The prospect of AI models scoring at genius levels on human IQ tests carries significant implications for the AI industry and beyond. It points towards a future where AI can tackle increasingly complex problems requiring sophisticated reasoning and understanding.[8] If validated and consistently replicable, such abilities could revolutionize fields ranging from scientific research and engineering to education and creative arts.[5][8][9] However, the initial information also notes that reasoning capabilities in vision-based and multimodal systems still lag in abstract problem-solving tasks, a point seemingly reinforced by the reported lower scores of vision-enabled models on these IQ tests compared to their text-only counterparts.[1][2] This discrepancy highlights that different AI architectures may excel at different types of intelligence tasks, and high scores on one type of test do not necessarily equate to universal "genius."[1][2] Furthermore, some research indicates that even models performing well on certain benchmarks can exhibit "specification gaming" (achieving an objective through unintended methods) or have higher rates of hallucination in some contexts, suggesting that raw performance scores need to be balanced with reliability and safety considerations.[10]

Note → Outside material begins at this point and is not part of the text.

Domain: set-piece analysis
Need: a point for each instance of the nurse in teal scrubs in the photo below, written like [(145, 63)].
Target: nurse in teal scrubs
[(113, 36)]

Despite the impressive reported scores, the AI community approaches the use of human IQ tests for machines with a degree of caution.[11][12] Experts emphasize that IQ tests measure a specific subset of intelligence and that an AI's performance on such tasks doesn't equate to generalized thinking ability or consciousness in the human sense.[11][13][14] There are inherent limitations in applying tests designed for human cognitive structures and experiences to artificial intelligence.[11][13] Factors such as the vast training data AI models are exposed to, and the specific ways tests are administered to AI, can influence outcomes in ways not comparable to human test-taking.[4][11] While a high IQ score for an AI is a provocative signal of advancing capabilities in certain reasoning tasks, it's not a definitive measure of overall intelligence or understanding.[4][11] Researchers are also exploring other benchmarks like the ARC-AGI test, which assesses an AI's "sample efficiency" in adapting to novel problems, to get a broader understanding of AI generalisation capabilities.[7][15][9]

In conclusion, reports of an OpenAI model, sometimes referred to as "o3", achieving an IQ score of 135 on the Mensa Norway test signal a significant advancement in AI's capacity for abstract reasoning, particularly in text-based problem-solving.[1][4] While the "o3" moniker and its specific standing relative to officially named models like GPT-4o require further clarification from OpenAI, the underlying trend of rapidly improving AI performance on complex cognitive tasks is clear. These developments open up new possibilities but also underscore the ongoing debate about how to meaningfully measure and compare artificial intelligence to human intellect. The distinction in performance between text-only and multimodal models on such tests, along with concerns about potential brittleness or unintended behaviors, highlights the nuanced journey ahead in developing truly general and robust AI.[1][2][16][10] Future research will undoubtedly continue to refine both AI capabilities and the methods used to assess them, moving towards a more comprehensive understanding of artificial general intelligence.